The wireless sensors monitor the house and send alerts about safety situations such as a left-on stove or doors opening in the middle of the night. After testing this system in Oslo, Norway, the study has shown that the system can save $85,000 for each person since they don’t have to move into a nursing facility.

Big Data in Energy Usage.

Over 75% of the world’s energy consumption come from cities and 40% of municipal energy cost come solely from street lighting. Since adopting smart street lights which automatically adjust light levels to suit the needs of citizens, Lansing, Michigan saved 70% of their energy cost.
Experts predict that by 2020 there will be over 100 million of these smart light bulbs and lam>s used worldwide. Other cities like Charlotte, North Carolina have implemented smart building energy management which cut their total energy use by 8.4% and greenhouse gas emissions by 20%.
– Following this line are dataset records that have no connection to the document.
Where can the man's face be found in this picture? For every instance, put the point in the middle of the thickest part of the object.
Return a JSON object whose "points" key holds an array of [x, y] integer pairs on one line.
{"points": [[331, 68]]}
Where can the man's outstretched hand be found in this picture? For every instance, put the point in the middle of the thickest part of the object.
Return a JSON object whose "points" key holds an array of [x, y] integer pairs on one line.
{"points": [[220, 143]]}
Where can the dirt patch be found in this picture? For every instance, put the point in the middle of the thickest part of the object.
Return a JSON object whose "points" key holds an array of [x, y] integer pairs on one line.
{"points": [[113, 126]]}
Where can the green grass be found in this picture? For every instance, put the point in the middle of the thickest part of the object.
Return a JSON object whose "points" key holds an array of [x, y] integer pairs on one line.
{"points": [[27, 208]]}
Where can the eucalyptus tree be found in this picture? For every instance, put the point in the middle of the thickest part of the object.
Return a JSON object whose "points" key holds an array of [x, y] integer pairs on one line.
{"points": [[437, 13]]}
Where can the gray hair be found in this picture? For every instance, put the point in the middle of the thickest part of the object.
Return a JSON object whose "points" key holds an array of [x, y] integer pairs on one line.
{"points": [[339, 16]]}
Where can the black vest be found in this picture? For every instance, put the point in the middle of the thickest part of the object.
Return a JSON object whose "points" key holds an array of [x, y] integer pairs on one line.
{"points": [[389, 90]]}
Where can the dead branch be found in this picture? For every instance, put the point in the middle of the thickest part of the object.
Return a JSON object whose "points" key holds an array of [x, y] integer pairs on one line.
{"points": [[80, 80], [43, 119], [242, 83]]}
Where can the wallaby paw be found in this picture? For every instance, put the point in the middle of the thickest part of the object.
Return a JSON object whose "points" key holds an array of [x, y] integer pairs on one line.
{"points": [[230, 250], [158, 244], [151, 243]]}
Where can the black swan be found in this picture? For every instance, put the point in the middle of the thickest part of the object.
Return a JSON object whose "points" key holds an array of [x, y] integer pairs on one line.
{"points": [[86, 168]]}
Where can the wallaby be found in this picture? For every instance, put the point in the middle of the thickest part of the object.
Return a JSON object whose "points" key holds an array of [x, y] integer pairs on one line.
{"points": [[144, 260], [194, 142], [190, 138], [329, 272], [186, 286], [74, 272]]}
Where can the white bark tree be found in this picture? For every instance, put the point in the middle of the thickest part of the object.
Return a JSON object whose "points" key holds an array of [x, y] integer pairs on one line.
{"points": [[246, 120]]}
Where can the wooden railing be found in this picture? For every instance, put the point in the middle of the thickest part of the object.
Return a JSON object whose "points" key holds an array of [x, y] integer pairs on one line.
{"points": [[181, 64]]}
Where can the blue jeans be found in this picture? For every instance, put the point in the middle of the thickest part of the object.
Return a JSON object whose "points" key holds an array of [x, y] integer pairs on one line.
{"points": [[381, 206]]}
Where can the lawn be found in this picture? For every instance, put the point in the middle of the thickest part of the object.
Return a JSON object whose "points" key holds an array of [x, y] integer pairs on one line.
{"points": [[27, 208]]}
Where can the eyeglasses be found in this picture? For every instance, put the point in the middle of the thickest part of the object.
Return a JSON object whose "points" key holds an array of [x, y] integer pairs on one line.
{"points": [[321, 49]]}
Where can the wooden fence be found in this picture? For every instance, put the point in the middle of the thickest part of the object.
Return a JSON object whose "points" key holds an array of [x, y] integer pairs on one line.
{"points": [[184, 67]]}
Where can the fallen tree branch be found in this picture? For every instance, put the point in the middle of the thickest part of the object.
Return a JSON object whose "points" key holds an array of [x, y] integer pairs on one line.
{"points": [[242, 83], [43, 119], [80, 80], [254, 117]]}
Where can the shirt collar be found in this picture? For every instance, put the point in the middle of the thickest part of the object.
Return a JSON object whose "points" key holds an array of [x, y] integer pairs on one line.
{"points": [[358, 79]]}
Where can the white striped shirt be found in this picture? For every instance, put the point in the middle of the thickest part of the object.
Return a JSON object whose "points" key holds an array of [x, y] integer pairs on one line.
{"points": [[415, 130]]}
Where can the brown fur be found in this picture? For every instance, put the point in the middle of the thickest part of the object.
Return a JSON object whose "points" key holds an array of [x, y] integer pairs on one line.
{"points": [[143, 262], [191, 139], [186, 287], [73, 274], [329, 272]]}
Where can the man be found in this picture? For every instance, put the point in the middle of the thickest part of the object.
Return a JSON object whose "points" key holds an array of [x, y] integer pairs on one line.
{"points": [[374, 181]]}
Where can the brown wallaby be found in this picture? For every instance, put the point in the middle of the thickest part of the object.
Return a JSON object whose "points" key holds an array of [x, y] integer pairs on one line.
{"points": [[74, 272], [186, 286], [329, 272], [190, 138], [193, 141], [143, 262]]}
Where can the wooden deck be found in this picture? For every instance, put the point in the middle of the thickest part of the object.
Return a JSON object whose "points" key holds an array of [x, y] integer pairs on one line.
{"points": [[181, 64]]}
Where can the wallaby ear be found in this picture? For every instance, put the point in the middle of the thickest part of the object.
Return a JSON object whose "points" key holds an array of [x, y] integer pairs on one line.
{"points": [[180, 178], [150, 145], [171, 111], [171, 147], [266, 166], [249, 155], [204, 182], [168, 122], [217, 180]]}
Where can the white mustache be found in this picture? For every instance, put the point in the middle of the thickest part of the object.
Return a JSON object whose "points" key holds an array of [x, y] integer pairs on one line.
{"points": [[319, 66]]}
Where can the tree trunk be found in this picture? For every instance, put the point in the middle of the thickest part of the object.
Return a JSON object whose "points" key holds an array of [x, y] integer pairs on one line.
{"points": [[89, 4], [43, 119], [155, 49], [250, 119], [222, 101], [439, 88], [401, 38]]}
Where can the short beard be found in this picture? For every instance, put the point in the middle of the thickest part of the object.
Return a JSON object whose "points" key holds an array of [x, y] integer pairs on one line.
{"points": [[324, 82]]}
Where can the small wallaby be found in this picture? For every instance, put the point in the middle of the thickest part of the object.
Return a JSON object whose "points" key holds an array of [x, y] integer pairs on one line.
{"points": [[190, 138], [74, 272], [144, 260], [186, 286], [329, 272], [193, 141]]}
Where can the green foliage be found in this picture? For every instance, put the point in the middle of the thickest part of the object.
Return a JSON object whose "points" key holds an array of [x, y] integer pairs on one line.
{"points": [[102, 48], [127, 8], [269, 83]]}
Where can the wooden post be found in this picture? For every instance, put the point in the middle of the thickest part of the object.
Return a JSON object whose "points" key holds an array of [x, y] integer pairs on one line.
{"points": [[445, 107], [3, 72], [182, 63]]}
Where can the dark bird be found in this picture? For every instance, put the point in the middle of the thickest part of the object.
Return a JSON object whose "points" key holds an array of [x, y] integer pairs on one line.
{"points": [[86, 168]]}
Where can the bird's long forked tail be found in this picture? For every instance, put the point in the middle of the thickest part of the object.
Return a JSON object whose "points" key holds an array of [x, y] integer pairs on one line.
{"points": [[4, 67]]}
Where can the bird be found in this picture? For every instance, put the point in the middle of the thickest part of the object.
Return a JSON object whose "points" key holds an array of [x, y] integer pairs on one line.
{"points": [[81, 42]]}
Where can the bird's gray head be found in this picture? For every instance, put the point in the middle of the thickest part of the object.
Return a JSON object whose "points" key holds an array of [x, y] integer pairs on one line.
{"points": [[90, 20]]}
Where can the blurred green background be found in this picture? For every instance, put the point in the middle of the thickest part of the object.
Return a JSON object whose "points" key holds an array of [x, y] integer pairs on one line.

Moreover, the Spanish town of Santander installed 12,500 air pollution and RFID sensors around the city which diminished energy costs by 25% and waste management cost by an additional 20%. Smart cities are barely underway, yet they are already making substantial impact on the environment and to the citizens living in them.
Masdar City in Abu Dhabi and Songdo in South Korea are prime examples of connected cities that, using a local energy optimisation system, materialise the promises of a zero emission, zero waste model. All of the data from the sensors, spread throughout the city, are analysed in real time to optimise a number of aspects of inhabitants’ lives.